[KinoSearch] KinoSearch 0.30_01
Marvin Humphrey
marvin at rectangular.com
Thu Jun 18 22:26:26 PDT 2009
Greets,
I'm pleased to announce that KinoSearch 0.30_01 has been uploaded to CPAN.
It's been a little while, so the entry from the Changes file has some heft
to it:
Highlights:
* Many new classes and methods.
* Improved Searcher open times and decreased process memory footprint.
* Improved sorting support.
* Improved subclassing support.
* Improved indexing speed.
* Schemas serialized and stored with indexes.
* Improved pluggability.
* Expanded tutorial documentation.
* Restored Windows compatibility.
New public classes:
* KinoSearch::Architecture
* KinoSearch::Doc
* KinoSearch::Doc::HitDoc
* KinoSearch::Indexer (replaces InvIndexer)
* KinoSearch::FieldType (replaces FieldSpec)
* KinoSearch::FieldType::BlobField
* KinoSearch::FieldType::FullTextField (replaces FieldSpec::text)
* KinoSearch::FieldType::StringField
* KinoSearch::Highlight::HeatMap
* KinoSearch::Index::DataReader
* KinoSearch::Index::DataWriter
* KinoSearch::Index::DocReader
* KinoSearch::Index::Lexicon
* KinoSearch::Index::LexiconReader
* KinoSearch::Index::PolyReader
* KinoSearch::Index::PostingList
* KinoSearch::Index::PostingsReader
* KinoSearch::Index::Segment
* KinoSearch::Index::SegReader
* KinoSearch::Index::SegWriter
* KinoSearch::Index::Snapshot
* KinoSearch::Obj
* KinoSearch::Search::ANDQuery
* KinoSearch::Search::Compiler
* KinoSearch::Search::HitCollector
* KinoSearch::Search::HitCollector::BitCollector
* KinoSearch::Search::LeafQuery
* KinoSearch::Search::MatchAllQuery
* KinoSearch::Search::Matcher
* KinoSearch::Search::NoMatchQuery
* KinoSearch::Search::NOTQuery
* KinoSearch::Search::ORQuery
* KinoSearch::Search::PolyQuery
* KinoSearch::Search::RangeQuery (replaces RangeFilter)
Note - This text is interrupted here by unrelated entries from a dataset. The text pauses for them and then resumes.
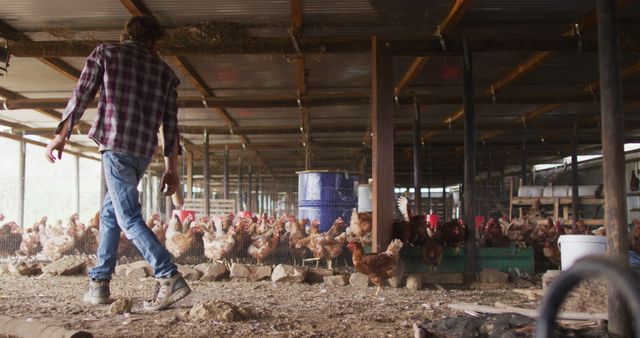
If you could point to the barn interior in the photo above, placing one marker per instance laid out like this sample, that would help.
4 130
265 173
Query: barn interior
509 117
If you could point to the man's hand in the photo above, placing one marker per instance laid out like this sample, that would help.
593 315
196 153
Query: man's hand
170 182
57 143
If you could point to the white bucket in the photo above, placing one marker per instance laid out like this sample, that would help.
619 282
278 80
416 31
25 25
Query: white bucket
574 247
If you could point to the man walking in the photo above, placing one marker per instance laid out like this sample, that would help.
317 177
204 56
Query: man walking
138 93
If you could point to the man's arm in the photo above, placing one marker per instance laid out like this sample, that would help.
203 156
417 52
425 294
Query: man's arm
84 92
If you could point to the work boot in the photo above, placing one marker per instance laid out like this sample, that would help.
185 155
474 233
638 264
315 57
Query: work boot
98 292
169 290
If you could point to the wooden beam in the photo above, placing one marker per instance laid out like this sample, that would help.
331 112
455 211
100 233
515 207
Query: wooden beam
62 67
613 158
469 196
382 143
457 10
532 62
135 7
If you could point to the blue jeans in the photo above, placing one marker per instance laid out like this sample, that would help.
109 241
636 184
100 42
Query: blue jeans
121 211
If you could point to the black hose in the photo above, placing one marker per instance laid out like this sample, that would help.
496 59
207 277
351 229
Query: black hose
621 276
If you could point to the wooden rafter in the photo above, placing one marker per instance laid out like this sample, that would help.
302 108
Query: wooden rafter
456 12
541 110
530 64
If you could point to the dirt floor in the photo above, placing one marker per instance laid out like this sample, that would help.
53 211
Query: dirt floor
283 310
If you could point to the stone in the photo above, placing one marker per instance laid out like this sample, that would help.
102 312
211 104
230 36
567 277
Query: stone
443 278
414 282
338 280
219 311
211 271
189 273
139 269
24 269
67 265
288 273
4 269
260 272
121 270
397 280
359 280
317 275
493 277
250 272
239 271
120 306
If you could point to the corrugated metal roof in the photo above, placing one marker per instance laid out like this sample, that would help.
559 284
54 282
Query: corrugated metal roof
245 71
491 11
60 14
30 77
190 11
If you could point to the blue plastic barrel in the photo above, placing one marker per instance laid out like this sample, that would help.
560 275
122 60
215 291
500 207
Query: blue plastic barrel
327 195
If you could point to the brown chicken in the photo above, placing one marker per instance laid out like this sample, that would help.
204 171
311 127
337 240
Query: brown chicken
453 233
360 225
493 235
181 244
379 267
295 234
264 245
218 245
412 229
30 244
328 245
10 238
433 250
634 238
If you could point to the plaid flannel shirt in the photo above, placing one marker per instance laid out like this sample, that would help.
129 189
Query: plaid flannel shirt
138 92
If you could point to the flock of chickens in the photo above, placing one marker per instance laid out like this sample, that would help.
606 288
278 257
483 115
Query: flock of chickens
286 239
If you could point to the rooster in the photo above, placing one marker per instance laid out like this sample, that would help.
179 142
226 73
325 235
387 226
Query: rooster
433 250
180 244
379 267
10 238
360 225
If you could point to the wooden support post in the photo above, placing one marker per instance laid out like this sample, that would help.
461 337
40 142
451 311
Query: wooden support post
469 162
417 168
144 198
613 162
444 197
523 163
250 189
206 192
22 170
575 200
225 173
103 185
382 143
168 206
239 198
76 184
189 158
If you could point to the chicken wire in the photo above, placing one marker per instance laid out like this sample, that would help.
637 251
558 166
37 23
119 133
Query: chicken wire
263 229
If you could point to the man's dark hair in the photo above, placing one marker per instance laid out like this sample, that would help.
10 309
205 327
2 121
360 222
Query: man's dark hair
143 28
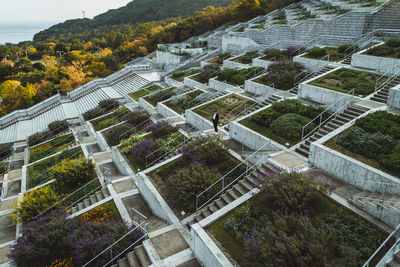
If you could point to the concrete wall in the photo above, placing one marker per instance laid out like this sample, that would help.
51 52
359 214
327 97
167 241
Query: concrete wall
350 170
251 138
259 89
258 62
198 121
313 65
220 86
394 97
381 64
205 250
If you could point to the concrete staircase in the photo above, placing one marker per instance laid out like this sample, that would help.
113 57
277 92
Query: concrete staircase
382 95
347 115
242 187
136 258
93 199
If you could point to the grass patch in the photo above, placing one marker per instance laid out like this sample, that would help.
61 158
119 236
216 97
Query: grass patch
228 108
143 92
343 80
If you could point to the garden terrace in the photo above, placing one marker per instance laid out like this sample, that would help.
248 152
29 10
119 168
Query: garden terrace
229 107
290 214
143 151
38 172
282 75
237 77
112 118
203 162
373 140
343 80
51 147
180 103
179 75
390 49
327 53
220 59
284 120
246 58
145 91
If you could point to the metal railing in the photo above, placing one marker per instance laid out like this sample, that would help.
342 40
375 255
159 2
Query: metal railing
109 249
222 179
320 116
65 199
395 234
* KinoSearch::Search::RequiredOptionalQuery
* KinoSearch::Search::SortRule (factored out of SortSpec)
* KinoSearch::Search::Span
* KinoSearch::Util::BitVector
* KSx::Index::ByteBufDocReader
* KSx::Index::ByteBufDocWriter
* KSx::Index::ZlibDocReader
* KSx::Index::ZlibDocWriter
* KSx::Search::MockScorer
New/updated documentation:
* KinoSearch::Docs::Tutorial::Simple (updated)
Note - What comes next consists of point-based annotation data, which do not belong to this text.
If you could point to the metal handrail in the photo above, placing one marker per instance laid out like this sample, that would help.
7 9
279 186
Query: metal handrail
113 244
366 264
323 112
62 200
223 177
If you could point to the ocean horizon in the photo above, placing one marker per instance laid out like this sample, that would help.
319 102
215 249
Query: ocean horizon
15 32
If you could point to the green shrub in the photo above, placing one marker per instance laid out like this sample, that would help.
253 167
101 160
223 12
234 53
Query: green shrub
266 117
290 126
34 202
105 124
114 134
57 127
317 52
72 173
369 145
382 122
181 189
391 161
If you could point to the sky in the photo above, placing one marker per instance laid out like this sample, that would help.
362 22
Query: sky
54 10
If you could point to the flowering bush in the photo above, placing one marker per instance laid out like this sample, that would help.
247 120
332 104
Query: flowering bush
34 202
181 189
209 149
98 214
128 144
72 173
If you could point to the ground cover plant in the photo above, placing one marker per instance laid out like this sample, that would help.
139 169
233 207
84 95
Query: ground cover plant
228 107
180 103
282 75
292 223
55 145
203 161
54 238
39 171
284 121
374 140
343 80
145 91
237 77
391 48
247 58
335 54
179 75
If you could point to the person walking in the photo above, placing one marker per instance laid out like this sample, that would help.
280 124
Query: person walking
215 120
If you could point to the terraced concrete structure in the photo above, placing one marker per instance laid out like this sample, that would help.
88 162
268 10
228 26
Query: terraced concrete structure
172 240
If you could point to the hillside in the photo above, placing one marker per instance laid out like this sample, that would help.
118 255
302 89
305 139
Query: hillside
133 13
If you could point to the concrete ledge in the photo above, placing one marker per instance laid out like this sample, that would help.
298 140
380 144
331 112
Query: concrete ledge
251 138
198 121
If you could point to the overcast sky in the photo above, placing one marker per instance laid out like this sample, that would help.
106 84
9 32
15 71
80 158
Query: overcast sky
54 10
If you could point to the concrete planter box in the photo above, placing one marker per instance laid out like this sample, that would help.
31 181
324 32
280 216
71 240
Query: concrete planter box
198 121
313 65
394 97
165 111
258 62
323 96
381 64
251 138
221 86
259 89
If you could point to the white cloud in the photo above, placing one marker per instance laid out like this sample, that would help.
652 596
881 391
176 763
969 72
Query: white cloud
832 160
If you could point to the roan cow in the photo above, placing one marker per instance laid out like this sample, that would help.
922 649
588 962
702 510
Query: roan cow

* KinoSearch::Docs::Tutorial::BeyondSimple (updated)
* KinoSearch::Docs::Tutorial::FieldType (new)
* KinoSearch::Docs::Tutorial::Analysis (new)
* KinoSearch::Docs::Tutorial::Highlighter (new)
* KinoSearch::Docs::Tutorial::QueryObjects (new)
* KinoSearch::Docs::Cookbook::CustomQuery (new)
* KinoSearch::Docs::Cookbook::CustomQueryParser (new)
* KinoSearch::Docs::DocIDs (new)
Removed/redacted/replaced:
* KinoSearch::Analysis::Token - redacted pending API overhaul.
* KinoSearch::Analysis::TokenBatch - redacted pending API overhaul.
* KinoSearch::Docs::DevGuide - removed.
* KinoSearch::FieldSpec - replaced by FieldType.
* KinoSearch::FieldSpec::text - replaced by FullTextType and StringType.
* KinoSearch::Highlight::Encoder - rolled into Highlighter.
* KinoSearch::Highlight::Formatter - rolled into Highlighter.
* KinoSearch::Highlight::SimpleHTMLEncoder - rolled into Highlighter.
* KinoSearch::Highlight::SimpleHTMLFormatter - rolled into Highlighter.
* KinoSearch::Index::Term - removed. Now any object can be a term.
* KinoSearch::InvIndex - removed.
* KinoSearch::InvIndexer - replaced by Indexer.
* KinoSearch::Posting - redacted pending API overhaul.
* KinoSearch::Posting::MatchPosting - redacted pending API overhaul.
* KinoSearch::Posting::RichPosting - redacted pending API overhaul.
* KinoSearch::Posting::ScorePosting - redacted pending API overhaul.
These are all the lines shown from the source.